Lo scagliozzo (scagliuzz in dialetto foggiano) è un triangolo di polenta che viene fatta seccare prima di essere fritta in abbondante olio bollente e poi salata. La prima ricetta conosciuta risale agli inizi del 1900, ma il suo consumo si intensifica soprattutto durante i periodi di forte crisi economica. Fino a qualche anno fa queste ricette risultavano più imperscrutabili della città di Eldorado ma, col tempo e soprattutto con una diminuzione degli esperti in materia, anche gli “scagliozzari” più anziani hanno cominciato a svelarne i trucchi.

Sono tutti concordi nell’affermare che la farina deve essere esattamente quella usata per la polenta, proprio quella dei “nostri amici polentoni” afferma il veterano tra gli scagliozzari di Foggia.
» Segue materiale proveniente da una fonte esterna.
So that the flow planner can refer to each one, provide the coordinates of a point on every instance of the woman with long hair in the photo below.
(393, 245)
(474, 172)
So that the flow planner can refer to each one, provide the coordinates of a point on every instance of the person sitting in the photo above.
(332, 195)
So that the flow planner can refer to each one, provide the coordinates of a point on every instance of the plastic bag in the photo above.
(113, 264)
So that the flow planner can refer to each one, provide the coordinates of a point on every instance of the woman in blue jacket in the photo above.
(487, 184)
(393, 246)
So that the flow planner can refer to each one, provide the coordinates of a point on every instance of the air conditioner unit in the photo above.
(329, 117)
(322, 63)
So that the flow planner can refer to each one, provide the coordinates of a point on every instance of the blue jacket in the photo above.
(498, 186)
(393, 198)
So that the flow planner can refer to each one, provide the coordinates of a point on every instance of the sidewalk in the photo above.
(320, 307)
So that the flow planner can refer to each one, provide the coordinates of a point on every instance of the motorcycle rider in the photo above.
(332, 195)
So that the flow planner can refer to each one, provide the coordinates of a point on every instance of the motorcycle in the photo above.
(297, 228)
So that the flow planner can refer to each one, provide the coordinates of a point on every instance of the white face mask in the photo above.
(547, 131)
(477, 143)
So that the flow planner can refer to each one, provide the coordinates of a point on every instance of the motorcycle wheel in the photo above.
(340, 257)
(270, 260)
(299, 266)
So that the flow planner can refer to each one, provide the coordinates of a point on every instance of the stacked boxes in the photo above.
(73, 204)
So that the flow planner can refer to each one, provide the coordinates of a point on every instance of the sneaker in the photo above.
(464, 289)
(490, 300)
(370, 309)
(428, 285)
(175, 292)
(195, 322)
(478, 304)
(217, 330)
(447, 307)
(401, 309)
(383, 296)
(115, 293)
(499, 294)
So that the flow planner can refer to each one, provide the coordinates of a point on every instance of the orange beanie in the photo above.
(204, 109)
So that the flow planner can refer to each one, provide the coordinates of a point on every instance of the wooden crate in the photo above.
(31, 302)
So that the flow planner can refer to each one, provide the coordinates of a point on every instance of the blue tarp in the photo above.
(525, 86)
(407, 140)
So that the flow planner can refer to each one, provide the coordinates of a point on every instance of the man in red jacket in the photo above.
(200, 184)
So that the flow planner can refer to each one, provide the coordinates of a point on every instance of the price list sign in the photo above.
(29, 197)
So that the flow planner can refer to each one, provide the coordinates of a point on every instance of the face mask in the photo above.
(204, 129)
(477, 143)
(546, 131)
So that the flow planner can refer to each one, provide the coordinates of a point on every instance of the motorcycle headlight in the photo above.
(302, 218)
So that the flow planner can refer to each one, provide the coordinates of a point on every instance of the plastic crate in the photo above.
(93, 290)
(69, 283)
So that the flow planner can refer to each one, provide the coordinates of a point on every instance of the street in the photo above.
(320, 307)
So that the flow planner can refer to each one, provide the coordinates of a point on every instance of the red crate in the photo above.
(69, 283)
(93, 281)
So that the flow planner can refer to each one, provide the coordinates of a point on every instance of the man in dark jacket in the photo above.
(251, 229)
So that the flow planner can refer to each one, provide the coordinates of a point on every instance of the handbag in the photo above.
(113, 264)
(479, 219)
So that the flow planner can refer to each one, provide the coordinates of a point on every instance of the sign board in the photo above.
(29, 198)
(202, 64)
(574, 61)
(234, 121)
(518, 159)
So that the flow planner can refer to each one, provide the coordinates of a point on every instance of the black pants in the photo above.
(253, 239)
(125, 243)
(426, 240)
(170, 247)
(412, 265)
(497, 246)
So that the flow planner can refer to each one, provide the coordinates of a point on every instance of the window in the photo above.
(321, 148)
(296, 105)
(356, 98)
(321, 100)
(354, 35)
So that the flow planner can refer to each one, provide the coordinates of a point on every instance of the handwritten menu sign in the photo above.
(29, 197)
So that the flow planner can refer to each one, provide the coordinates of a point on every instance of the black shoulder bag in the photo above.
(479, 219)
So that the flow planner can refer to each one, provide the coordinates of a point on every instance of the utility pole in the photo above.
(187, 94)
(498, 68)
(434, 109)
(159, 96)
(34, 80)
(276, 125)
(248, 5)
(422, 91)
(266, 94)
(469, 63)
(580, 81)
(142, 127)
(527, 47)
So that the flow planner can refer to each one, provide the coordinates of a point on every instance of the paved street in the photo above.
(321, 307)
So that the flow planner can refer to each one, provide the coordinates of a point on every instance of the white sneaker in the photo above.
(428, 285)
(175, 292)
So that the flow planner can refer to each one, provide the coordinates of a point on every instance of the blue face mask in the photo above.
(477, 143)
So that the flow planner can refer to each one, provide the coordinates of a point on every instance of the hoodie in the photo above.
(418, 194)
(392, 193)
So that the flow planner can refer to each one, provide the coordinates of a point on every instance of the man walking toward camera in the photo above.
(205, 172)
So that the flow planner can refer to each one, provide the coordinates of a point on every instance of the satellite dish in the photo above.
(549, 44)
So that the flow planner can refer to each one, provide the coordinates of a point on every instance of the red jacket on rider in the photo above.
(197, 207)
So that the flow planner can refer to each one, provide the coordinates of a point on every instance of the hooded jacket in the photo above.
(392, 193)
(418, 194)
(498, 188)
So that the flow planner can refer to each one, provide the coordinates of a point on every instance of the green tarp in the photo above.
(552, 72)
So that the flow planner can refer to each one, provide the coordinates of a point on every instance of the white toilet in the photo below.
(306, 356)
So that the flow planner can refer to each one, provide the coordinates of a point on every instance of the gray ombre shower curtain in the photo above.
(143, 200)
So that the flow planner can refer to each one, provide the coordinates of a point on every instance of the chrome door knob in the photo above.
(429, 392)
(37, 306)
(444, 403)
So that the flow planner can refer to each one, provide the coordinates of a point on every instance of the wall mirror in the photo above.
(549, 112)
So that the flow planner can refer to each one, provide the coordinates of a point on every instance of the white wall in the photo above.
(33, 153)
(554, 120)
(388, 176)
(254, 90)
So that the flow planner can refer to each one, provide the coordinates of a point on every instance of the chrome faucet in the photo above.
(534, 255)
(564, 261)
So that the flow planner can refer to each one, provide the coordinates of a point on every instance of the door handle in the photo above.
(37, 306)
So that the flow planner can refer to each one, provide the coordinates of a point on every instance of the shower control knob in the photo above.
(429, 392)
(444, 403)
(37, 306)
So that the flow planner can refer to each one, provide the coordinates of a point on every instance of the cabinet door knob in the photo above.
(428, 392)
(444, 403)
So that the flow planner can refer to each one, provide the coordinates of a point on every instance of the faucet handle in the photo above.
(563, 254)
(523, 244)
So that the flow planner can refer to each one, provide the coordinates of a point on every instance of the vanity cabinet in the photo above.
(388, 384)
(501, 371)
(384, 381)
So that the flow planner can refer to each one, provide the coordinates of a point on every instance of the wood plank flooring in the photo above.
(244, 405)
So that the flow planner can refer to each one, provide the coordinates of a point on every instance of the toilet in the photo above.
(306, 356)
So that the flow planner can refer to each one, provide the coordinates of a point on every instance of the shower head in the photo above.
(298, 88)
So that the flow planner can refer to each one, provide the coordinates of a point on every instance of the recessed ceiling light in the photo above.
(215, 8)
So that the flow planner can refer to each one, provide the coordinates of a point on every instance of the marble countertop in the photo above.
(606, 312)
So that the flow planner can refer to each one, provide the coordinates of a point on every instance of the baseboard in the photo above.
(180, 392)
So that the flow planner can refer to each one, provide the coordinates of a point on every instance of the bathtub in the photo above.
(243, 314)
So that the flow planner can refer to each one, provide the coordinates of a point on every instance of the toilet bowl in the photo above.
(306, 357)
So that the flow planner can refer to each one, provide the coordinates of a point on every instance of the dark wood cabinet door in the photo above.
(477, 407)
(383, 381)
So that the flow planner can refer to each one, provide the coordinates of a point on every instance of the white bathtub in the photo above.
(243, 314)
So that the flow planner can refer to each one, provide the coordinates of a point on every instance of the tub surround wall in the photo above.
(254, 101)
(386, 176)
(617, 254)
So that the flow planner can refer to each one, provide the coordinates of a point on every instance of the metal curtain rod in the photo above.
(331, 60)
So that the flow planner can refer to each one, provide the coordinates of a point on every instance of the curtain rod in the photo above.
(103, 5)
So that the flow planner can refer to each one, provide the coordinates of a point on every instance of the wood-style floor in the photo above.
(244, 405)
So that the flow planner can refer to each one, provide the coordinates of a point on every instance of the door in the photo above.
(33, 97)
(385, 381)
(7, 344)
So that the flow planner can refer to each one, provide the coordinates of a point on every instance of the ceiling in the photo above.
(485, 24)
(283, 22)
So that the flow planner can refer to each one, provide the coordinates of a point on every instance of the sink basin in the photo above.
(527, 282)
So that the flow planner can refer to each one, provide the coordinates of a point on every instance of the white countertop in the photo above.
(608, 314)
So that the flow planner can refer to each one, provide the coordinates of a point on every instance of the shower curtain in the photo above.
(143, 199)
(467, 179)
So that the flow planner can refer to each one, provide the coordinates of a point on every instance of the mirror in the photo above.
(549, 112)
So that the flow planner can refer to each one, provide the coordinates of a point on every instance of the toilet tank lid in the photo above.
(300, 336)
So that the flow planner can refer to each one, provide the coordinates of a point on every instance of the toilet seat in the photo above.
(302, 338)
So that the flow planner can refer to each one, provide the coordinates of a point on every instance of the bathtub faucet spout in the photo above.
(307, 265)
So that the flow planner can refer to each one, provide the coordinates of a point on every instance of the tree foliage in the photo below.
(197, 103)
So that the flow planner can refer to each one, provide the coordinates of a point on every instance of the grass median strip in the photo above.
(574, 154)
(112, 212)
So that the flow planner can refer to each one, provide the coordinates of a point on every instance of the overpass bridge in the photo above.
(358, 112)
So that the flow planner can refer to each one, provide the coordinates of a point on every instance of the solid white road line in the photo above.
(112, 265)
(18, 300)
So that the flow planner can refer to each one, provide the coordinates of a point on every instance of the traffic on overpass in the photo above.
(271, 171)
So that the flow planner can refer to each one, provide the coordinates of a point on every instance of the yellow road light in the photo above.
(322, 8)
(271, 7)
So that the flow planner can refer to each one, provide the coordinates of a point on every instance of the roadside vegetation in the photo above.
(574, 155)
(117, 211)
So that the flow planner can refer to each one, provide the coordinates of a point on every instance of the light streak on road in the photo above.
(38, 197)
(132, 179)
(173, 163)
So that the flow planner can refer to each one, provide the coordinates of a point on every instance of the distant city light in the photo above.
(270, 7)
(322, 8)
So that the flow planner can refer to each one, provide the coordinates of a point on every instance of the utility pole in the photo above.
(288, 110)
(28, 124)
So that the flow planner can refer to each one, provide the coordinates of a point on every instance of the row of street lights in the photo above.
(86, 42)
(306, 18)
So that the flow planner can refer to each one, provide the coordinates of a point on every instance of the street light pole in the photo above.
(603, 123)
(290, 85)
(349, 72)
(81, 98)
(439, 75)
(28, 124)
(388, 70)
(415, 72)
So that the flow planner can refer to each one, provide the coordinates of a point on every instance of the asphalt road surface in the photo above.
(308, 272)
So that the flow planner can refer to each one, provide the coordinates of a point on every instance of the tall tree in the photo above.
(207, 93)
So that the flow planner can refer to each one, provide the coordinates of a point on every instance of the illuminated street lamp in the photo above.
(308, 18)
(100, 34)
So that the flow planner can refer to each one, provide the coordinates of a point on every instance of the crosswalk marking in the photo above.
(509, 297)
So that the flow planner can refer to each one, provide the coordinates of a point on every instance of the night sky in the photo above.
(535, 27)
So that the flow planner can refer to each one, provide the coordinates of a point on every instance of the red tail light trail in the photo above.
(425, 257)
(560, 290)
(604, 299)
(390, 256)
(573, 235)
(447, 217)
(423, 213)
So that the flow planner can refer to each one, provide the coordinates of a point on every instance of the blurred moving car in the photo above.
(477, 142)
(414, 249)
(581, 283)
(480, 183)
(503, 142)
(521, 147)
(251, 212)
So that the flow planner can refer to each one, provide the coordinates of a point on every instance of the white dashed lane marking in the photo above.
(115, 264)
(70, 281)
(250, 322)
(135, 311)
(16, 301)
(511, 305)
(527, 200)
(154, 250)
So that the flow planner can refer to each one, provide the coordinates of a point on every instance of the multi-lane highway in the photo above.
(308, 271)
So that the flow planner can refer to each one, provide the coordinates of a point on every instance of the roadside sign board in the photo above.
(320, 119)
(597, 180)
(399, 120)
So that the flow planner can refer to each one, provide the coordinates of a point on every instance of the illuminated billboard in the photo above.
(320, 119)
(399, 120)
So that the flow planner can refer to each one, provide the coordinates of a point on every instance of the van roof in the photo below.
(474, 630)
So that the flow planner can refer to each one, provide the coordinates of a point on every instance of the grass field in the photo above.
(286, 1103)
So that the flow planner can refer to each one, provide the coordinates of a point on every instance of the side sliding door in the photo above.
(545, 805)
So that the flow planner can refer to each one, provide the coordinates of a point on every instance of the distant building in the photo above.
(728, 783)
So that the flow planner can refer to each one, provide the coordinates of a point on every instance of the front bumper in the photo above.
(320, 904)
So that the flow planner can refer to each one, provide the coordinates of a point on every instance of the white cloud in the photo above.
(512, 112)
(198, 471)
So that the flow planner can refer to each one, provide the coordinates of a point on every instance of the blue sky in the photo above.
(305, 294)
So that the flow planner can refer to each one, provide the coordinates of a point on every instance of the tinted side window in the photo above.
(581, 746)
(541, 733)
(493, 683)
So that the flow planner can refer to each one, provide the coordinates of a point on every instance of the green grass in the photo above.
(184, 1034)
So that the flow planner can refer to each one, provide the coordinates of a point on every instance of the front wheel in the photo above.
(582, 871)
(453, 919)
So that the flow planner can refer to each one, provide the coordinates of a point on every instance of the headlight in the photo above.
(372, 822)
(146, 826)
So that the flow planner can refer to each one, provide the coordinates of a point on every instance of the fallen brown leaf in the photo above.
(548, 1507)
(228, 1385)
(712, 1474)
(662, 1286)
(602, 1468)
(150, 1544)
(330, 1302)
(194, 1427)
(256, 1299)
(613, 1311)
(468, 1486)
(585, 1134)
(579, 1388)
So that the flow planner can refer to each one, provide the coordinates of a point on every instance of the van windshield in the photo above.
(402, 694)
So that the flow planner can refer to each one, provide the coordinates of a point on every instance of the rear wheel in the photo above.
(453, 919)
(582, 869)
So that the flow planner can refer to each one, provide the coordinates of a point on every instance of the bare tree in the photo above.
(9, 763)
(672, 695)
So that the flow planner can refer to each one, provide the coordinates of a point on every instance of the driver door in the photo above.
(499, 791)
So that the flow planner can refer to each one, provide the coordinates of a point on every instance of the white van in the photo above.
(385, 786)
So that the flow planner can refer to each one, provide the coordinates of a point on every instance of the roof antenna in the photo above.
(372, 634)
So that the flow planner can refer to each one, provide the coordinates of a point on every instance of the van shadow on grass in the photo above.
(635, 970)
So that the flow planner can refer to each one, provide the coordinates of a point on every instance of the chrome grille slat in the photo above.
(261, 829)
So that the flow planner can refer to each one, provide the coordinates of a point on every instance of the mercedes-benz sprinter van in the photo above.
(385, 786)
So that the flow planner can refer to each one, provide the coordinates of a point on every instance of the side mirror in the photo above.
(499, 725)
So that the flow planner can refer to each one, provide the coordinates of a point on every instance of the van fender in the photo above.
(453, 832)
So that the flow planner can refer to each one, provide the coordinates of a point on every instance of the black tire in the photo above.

La ricetta prevede in rarissimi casi l’aggiunta di aromi come la noce moscata durante la preparazione; nella maggior parte delle ricette, infatti, il segreto di tanta bontà è la semplicità della ricetta, composta solo da acqua, farina di mais, sale e la frittura si effettua con olio di semi di girasole per non appesantire ulteriormente la portata.

Gli scagliozzi vanno degustati immediatamente dopo averli comprati (infatti non li troverete già pronti, ma dovrete aspettare il tempo di cottura necessario perché vengono fritti al momento dell’ordinazione), preferibilmente camminando in compagnia di un amico e di una buona birra bionda.

Esistono ad oggi tre esercizi che vendono solo ed esclusivamente “scagliozzi” nel foggiano e, non a caso, si trovano a delimitare l’area del centro storico del capoluogo di Capitanata. Tre storie diverse accompagnano i responsabili di questi negozi, tutti accomunati da un unico fil rouge: mantenere una tradizione con cui i padri dei loro padri hanno cresciuto ben tre generazioni.